On Tue, 2005-07-26 at 10:50 -0600, Dan Harris wrote:
> I am working on a process that will be inserting tens of million rows
> and need this to be as quick as possible.
>
> The catch is that for each row I could potentially insert, I need to
> look and see if the relationship is already there to prevent
> multiple entries. Currently I am doing a SELECT before doing the
> INSERT, but I recognize the speed penalty in doing to operations.
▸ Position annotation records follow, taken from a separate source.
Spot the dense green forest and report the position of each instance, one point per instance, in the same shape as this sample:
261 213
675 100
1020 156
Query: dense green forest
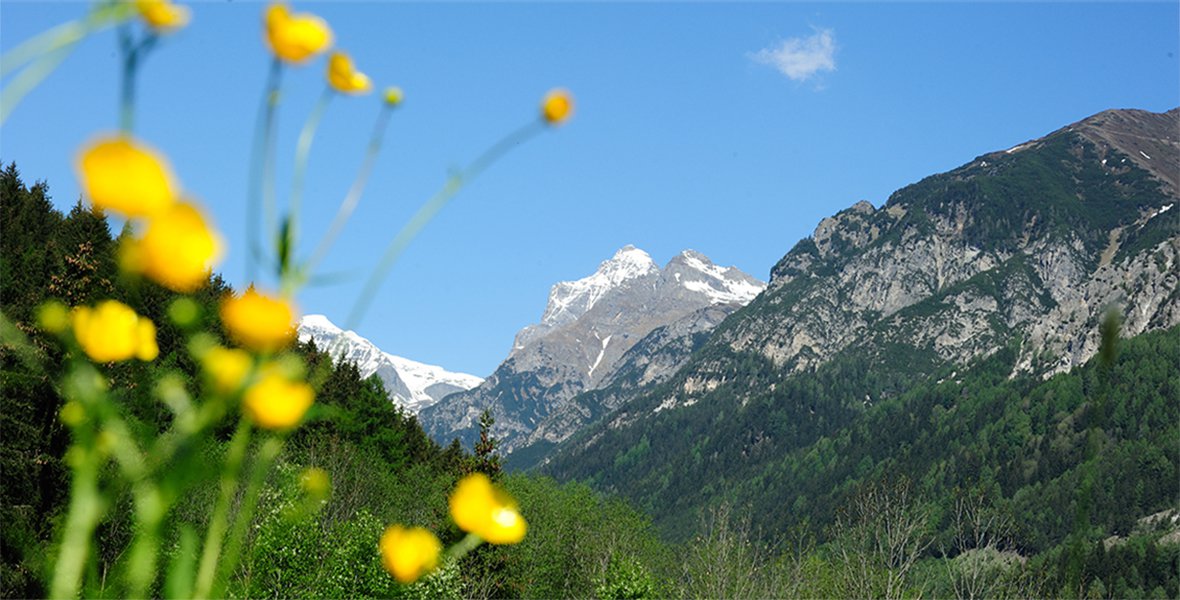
970 484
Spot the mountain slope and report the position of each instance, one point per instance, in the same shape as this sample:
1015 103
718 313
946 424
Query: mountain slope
589 325
1009 261
412 385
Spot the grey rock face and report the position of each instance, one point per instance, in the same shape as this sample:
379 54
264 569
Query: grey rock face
1034 243
578 345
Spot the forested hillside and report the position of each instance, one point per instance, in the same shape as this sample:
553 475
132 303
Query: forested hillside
380 464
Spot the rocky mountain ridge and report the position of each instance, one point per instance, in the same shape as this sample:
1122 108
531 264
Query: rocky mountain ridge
1017 254
588 327
412 385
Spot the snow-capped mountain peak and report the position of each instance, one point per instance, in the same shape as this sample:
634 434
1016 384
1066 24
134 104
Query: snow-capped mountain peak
568 300
412 385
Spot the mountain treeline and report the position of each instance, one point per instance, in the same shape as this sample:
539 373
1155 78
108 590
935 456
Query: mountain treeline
381 465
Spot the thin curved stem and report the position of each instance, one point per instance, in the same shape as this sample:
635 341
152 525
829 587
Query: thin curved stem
430 209
220 520
47 50
260 157
41 44
263 460
302 152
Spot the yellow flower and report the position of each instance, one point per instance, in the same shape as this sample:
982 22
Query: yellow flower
163 15
343 77
112 331
177 250
259 321
393 96
557 106
53 317
123 175
274 402
410 553
315 482
480 508
227 369
295 38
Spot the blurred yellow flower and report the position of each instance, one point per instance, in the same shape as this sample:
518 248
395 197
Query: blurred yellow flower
259 321
557 106
295 38
112 331
53 317
177 249
227 369
480 508
343 77
163 15
123 175
275 402
393 96
410 553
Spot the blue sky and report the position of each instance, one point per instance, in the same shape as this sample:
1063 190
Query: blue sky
731 129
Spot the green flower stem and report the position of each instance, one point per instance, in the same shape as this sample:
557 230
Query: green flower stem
86 502
31 78
261 164
150 512
86 508
47 50
44 43
302 152
430 209
218 522
263 461
354 194
132 53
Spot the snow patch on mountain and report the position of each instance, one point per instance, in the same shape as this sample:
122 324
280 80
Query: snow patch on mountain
411 384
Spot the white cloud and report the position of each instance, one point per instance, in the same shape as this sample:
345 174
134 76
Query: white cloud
800 58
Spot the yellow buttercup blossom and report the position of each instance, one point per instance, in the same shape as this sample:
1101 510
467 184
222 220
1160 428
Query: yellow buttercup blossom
480 508
259 321
393 96
163 15
557 106
125 176
343 77
112 331
315 482
295 38
410 553
275 402
177 249
227 369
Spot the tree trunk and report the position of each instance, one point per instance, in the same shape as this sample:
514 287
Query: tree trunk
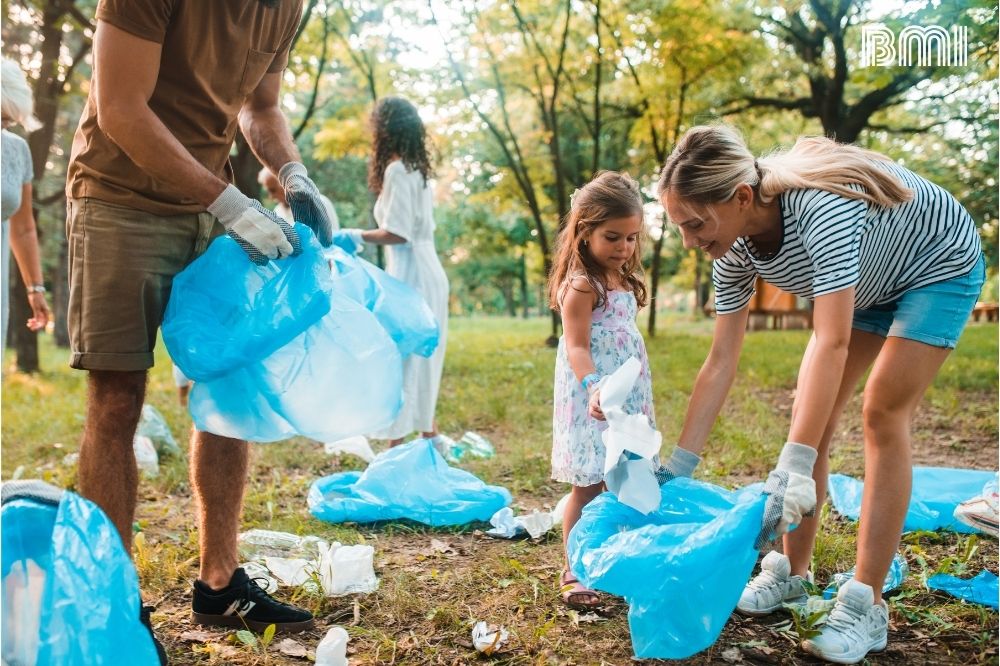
654 281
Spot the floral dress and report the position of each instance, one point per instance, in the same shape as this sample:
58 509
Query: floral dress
577 448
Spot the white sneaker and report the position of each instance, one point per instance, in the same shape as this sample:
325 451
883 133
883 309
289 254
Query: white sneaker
855 626
772 587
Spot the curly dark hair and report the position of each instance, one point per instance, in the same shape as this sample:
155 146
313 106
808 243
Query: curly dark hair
397 131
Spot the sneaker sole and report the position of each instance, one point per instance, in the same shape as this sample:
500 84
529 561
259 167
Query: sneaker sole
843 659
243 623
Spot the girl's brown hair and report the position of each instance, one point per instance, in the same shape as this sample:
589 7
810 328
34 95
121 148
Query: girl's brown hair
609 196
397 130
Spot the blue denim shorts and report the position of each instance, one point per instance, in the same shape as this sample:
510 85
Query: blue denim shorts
935 315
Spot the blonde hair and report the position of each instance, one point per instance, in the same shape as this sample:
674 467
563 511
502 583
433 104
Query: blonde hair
16 101
711 161
610 195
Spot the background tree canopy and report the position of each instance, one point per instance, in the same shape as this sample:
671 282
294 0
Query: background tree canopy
527 100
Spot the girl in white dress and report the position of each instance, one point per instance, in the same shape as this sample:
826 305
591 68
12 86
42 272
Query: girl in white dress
398 173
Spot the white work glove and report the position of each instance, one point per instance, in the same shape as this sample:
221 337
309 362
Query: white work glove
262 234
681 463
791 492
304 200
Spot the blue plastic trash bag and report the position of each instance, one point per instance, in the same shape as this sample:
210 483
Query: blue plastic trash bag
402 311
340 378
682 567
70 592
936 492
410 481
225 312
982 590
280 350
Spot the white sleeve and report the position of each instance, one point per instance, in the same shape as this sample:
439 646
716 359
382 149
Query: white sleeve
399 208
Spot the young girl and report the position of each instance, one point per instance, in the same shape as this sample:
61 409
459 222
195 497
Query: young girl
894 266
597 286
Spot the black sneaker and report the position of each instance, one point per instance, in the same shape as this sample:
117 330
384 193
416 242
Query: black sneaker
246 605
144 612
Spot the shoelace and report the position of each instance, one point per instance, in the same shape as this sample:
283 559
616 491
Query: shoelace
257 592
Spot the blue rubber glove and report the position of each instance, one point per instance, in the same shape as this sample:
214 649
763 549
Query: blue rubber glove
348 240
303 198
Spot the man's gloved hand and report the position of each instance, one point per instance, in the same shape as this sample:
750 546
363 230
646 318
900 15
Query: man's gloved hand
681 463
261 233
303 199
791 492
348 240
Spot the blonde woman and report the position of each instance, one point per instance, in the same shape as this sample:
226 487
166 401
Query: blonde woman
894 266
19 232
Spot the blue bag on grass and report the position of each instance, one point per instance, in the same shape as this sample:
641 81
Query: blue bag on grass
225 311
982 589
409 481
681 568
935 494
70 592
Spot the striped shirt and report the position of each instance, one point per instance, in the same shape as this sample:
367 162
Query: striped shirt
832 243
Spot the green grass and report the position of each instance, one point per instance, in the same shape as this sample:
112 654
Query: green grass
498 382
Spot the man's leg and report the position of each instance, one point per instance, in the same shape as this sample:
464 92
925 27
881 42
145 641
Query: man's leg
107 472
218 479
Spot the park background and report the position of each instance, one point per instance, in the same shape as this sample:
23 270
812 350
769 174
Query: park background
524 102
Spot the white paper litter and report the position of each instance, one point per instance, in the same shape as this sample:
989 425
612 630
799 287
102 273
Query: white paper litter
631 479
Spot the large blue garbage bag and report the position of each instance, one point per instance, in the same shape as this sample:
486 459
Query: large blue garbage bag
70 592
225 312
410 481
935 494
284 349
681 568
403 313
982 589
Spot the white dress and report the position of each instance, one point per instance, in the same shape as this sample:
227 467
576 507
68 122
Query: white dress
406 208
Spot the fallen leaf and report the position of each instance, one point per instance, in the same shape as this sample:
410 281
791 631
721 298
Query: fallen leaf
732 655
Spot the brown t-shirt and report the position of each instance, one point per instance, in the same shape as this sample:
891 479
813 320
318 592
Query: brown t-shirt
215 52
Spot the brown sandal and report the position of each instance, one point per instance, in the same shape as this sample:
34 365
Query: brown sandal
572 589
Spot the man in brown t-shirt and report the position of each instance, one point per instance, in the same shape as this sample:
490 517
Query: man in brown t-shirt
148 188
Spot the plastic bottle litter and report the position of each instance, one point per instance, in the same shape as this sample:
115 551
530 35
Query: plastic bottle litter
898 571
489 638
153 425
145 455
332 650
357 446
507 526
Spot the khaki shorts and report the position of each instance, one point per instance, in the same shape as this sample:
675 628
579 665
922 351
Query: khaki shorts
122 263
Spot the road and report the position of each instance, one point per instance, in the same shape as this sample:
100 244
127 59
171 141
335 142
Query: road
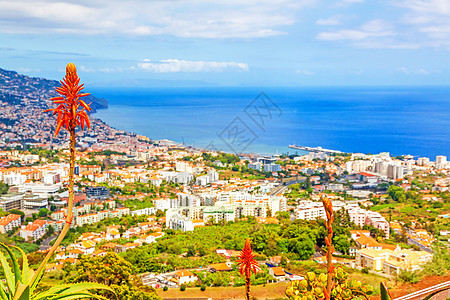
422 293
46 243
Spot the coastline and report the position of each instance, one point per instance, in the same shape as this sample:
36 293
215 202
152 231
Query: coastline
352 122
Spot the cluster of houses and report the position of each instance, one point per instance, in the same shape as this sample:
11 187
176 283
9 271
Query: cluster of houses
186 277
311 210
92 243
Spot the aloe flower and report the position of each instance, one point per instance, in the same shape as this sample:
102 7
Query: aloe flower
328 206
247 265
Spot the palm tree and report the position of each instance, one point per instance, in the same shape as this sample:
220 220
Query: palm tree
247 264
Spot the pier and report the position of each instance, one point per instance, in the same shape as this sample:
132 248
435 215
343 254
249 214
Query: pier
315 149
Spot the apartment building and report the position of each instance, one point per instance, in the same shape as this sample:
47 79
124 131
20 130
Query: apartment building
9 222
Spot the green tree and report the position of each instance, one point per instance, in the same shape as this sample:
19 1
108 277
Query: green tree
341 243
4 187
114 272
43 212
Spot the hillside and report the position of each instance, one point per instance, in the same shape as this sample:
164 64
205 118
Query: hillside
16 88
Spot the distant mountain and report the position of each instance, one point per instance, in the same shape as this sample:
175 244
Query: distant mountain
14 88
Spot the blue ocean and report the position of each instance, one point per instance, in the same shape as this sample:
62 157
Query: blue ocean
399 120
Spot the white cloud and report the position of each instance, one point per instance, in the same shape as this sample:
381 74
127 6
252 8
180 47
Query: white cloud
176 65
183 18
368 33
429 19
334 20
347 2
420 71
86 69
305 72
28 70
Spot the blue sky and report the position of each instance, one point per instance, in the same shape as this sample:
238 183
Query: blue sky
230 42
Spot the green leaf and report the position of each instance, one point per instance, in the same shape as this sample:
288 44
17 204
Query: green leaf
2 291
384 292
67 290
15 264
25 276
434 293
22 292
10 281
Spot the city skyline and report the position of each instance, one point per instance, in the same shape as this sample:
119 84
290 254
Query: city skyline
256 43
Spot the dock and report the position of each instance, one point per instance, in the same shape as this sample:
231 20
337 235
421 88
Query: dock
315 149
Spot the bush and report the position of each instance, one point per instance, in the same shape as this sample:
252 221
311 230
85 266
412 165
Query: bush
409 276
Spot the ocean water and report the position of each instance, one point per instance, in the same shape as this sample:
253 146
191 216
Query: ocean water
399 120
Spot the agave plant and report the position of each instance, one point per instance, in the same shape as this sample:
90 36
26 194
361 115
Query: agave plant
20 284
247 264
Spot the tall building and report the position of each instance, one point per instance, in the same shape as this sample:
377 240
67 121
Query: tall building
441 162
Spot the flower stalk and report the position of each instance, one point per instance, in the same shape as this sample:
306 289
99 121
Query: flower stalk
328 206
71 112
247 264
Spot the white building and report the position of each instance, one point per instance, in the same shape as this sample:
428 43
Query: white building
9 222
180 222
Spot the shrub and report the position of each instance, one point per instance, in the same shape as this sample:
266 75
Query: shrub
409 276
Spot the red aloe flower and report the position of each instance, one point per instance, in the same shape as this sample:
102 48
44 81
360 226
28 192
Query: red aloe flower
247 264
247 260
71 110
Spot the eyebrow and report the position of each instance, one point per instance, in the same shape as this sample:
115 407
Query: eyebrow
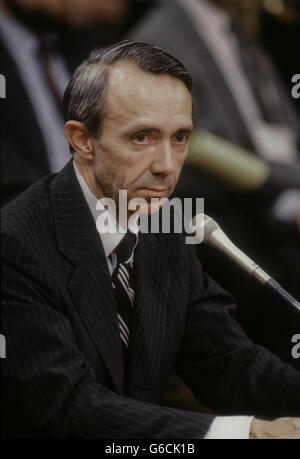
147 128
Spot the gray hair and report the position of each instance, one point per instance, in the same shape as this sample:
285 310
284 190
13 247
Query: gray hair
84 97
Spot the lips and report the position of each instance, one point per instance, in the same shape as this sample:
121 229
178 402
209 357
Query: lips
156 192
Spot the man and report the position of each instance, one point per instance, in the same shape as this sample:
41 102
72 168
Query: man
79 362
238 95
55 37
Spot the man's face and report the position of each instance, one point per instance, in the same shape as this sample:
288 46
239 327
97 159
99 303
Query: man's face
144 134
I
> wonder if there is some way I can say "insert this record, only if it
> doesn't exist already". To see if it exists, I would need to compare
> 3 fields instead of just enforcing a primary key.
>
> Even if this could be a small increase per record, even a few percent
> faster compounded over the whole load could be a significant reduction.
>
> Thanks for any ideas you might have.
>
Perhaps a trigger:
CREATE FUNCTION verify_unique() RETURNS TRIGGER AS $func$
BEGIN
PERFORM a,b,c FROM table1 WHERE a = NEW.a and b = NEW.b and c = NEW.c;
IF FOUND THEN
RETURN NULL;
END IF;
RETURN NEW;
END;
$func$ LANGUAGE plpgsql STABLE;
CREATE TRIGGER verify_unique BEFORE INSERT ON table1 FOR EACH ROW
EXECUTE PROCEDURE verify_unique();
Triggers are fired on COPY commands and if table1 is able to be cached
and you have an index on table1(a,b,c) the results should be fairly
decent. I would be interested in seeing the difference in timing between
this approach and the temp table approach.